Wonderful. This is what I have been saying all along. But your views
in general dont seem to reflect the above.

> There was a methodology employed by the
> Upanishads, which Shankara made very clear in is Bhashyas. Somehow the
> methodology took a back seat after many years because of the later
> Acharyas in the form of Bhamati and Vivarana.

Here's the problem. What if someone says that Sankara's bhashya-s had
some misinterpretations which the later Acharya-s corrected? Indeed a
dvaitin would say that that Sankara misinterpreted the upanishadic
teachings and  Madhvacharya had to restore the "original" teachings in
all their glory.

It simply becomes a case of my opinion versus yours. That is why
sampradaya, the continuous succession of teachers, is so important.

> Especially the undue
> emphasis on Yoga as a direct means to moksha.

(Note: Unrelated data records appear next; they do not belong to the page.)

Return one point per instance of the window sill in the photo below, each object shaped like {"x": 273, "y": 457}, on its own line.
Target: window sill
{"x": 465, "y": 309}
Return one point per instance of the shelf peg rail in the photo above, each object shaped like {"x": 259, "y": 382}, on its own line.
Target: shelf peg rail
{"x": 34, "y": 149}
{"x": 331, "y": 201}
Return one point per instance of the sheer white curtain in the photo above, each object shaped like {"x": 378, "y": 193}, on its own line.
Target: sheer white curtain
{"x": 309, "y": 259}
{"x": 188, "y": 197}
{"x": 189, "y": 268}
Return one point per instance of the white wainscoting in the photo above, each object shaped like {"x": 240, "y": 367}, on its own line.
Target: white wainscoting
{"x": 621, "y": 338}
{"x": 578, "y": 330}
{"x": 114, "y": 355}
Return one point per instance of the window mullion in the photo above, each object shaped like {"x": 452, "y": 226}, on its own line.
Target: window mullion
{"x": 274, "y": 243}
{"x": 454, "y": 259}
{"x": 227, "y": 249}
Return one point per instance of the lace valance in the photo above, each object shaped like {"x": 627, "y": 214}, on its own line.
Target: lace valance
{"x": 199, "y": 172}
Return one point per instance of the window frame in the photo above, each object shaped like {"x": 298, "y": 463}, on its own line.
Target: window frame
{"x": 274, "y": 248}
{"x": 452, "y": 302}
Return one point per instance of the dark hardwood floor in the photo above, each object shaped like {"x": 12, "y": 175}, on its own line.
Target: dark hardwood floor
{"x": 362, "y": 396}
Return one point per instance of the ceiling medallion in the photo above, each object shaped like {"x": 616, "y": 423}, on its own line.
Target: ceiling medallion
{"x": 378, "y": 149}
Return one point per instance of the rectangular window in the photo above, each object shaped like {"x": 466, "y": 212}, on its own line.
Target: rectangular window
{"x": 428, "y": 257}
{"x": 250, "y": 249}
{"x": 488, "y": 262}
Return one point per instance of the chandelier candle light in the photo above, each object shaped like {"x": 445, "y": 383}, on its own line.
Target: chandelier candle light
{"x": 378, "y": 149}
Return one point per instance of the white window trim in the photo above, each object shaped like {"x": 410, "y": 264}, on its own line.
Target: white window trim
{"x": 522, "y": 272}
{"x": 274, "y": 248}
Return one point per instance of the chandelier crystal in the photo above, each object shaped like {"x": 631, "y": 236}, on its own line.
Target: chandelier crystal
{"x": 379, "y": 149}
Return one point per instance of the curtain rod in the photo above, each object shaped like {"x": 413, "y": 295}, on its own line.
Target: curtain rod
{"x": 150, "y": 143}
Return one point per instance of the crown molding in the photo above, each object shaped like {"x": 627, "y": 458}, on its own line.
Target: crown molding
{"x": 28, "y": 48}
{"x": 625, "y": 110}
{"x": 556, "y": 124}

And what is a "direct means" anyway?

Vidyasankar's posts are clearly bringing out the relevance of yoga in
advaita-vedAnta. I sincerely hope you are reading them. They contain
some real gems.

If you are saying that jnAna is the "direct means", then let me point
out that the achievement of jnAna is mokSha itself. And how does one
achieve jnAna? Through SravaNa, manana, nididhyAsana. And Sankara
refers to the Br.Up teaching of "Srotavyo mantavyo nididhyAsitavyaH"
as a yogic teaching. I wonder what greater endorsement you need.